Keeler Aaron M, D'Ambrosio Hannah K, Ganley Jack G, Derbyshire Emily R
Department of Chemistry, Duke University, Durham, North Carolina 27708, United States.
Department of Molecular Genetics and Microbiology, Duke University Medical Center, Durham, North Carolina 27710, United States.
ACS Chem Biol. 2023 Apr 21;18(4):785-793. doi: 10.1021/acschembio.2c00783. Epub 2023 Mar 9.

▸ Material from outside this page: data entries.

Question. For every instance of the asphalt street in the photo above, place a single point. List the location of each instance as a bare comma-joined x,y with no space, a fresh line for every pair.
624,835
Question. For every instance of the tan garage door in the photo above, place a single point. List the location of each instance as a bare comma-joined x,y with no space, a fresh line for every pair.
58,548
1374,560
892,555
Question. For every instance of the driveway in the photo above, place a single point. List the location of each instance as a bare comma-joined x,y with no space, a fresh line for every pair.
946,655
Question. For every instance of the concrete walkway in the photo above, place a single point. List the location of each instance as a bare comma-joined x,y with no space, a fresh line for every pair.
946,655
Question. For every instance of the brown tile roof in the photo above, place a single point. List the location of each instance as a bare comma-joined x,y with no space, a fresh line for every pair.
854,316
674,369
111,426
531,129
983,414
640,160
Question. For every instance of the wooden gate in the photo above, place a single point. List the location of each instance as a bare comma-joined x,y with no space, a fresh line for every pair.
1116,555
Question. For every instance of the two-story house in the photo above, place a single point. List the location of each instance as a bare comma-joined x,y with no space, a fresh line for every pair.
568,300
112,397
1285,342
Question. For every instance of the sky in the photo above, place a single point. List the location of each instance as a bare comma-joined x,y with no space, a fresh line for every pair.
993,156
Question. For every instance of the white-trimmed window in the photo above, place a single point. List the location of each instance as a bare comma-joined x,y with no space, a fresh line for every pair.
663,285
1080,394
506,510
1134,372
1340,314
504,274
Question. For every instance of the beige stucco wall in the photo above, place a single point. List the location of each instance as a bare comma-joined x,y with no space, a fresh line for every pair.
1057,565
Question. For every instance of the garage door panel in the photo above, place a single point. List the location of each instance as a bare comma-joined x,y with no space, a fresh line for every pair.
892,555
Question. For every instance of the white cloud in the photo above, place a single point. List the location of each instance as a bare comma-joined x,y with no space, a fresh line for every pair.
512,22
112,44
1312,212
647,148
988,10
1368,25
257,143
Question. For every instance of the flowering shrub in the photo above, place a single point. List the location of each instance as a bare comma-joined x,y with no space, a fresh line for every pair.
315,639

Natural products play critical roles as antibiotics, anticancer therapeutics, and biofuels. Polyketides are a distinct natural product class of structurally diverse secondary metabolites that are synthesized by polyketide synthases (PKSs). The biosynthetic gene clusters that encode PKSs have been found across nearly all realms of life, but those from eukaryotic organisms are relatively understudied. A type I PKS from the eukaryotic apicomplexan parasite ,PKS2, was recently discovered through genome mining, and the functional acyltransferase (AT) domains were found to be selective for malonyl-CoA substrates. To further characterize PKS2, we resolved assembly gaps within the gene cluster, which confirmed that the encoded protein consists of three distinct modules. We subsequently isolated and biochemically characterized the four acyl carrier protein (ACP) domains within this megaenzyme. We observed self-acylation─or substrate acylation without an AT domain─for three of the four PKS2 ACP domains with CoA substrates. Furthermore, CoA substrate specificity and kinetic parameters were determined for all four unique ACPs. ACP2-4 were active with a wide scope of CoA substrates, while ACP1 from the loading module was found to be inactive for self-acylation. Previously, self-acylation has only been observed in type II systems, which are enzymes that act with one another, and this represents the first report of this activity in a modular type I PKS whose domains function . Site-directed mutagenesis of specific PKS2 ACP3 acidic residues near the phosphopantetheinyl arm demonstrated that they influence self-acylation activity and substrate specificity, possibly by influencing substrate coordination or phosphopantetheinyl arm activation. Further, the lack of PKS2 ACP self-acylation with acetoacetyl-CoA, which is utilized by previously characterized type II PKS systems, suggests that the substrate carboxyl group may be critical for PKS2 ACP self-acylation. The unexpected properties observed from PKS ACP domains highlight their distinction from well-characterized microbial and fungal systems. This work expands our understanding of ACP self-acylation beyond type II systems and helps pave the way for future studies on biosynthetic enzymes from eukaryotes.
天然产物在抗生素、抗癌治疗药物和生物燃料方面发挥着关键作用。聚酮化合物是一类独特的天然产物,属于结构多样的次生代谢产物,由聚酮合酶(PKSs)合成。编码PKSs的生物合成基因簇几乎在生命的所有领域都有发现,但来自真核生物的那些基因簇相对研究较少。最近通过基因组挖掘发现了一种来自真核顶复门寄生虫的I型PKS,即PKS2,并且发现其功能性酰基转移酶(AT)结构域对丙二酰辅酶A底物具有选择性。为了进一步表征PKS2,我们解决了基因簇内的组装缺口,这证实了编码的蛋白质由三个不同的模块组成。我们随后分离并对这种巨型酶中的四个酰基载体蛋白(ACP)结构域进行了生化表征。我们观察到四个PKS2 ACP结构域中的三个与辅酶A底物发生了自我酰化——即没有AT结构域的底物酰化。此外,还测定了所有四个独特ACP的辅酶A底物特异性和动力学参数。ACP2 - 4对多种辅酶A底物具有活性,而来自装载模块的ACP1被发现对自我酰化无活性。以前,自我酰化仅在II型系统中被观察到,II型系统是相互作用的酶,而这是这种活性在其结构域起作用的模块化I型PKS中的首次报道。对PKS2 ACP3靠近磷酸泛酰巯基乙胺臂的特定酸性残基进行定点诱变表明,它们可能通过影响底物配位或磷酸泛酰巯基乙胺臂的激活来影响自我酰化活性和底物特异性。此外,PKS2 ACP与乙酰乙酰辅酶A不发生自我酰化,而之前表征的II型PKS系统利用乙酰乙酰辅酶A,这表明底物羧基可能对PKS2 ACP自我酰化至关重要。从PKS ACP结构域观察到的意外特性突出了它们与已充分表征的微生物和真菌系统的差异。这项工作扩展了我们对ACP自我酰化的理解,超越了II型系统,并有助于为未来对真核生物生物合成酶的研究铺平道路。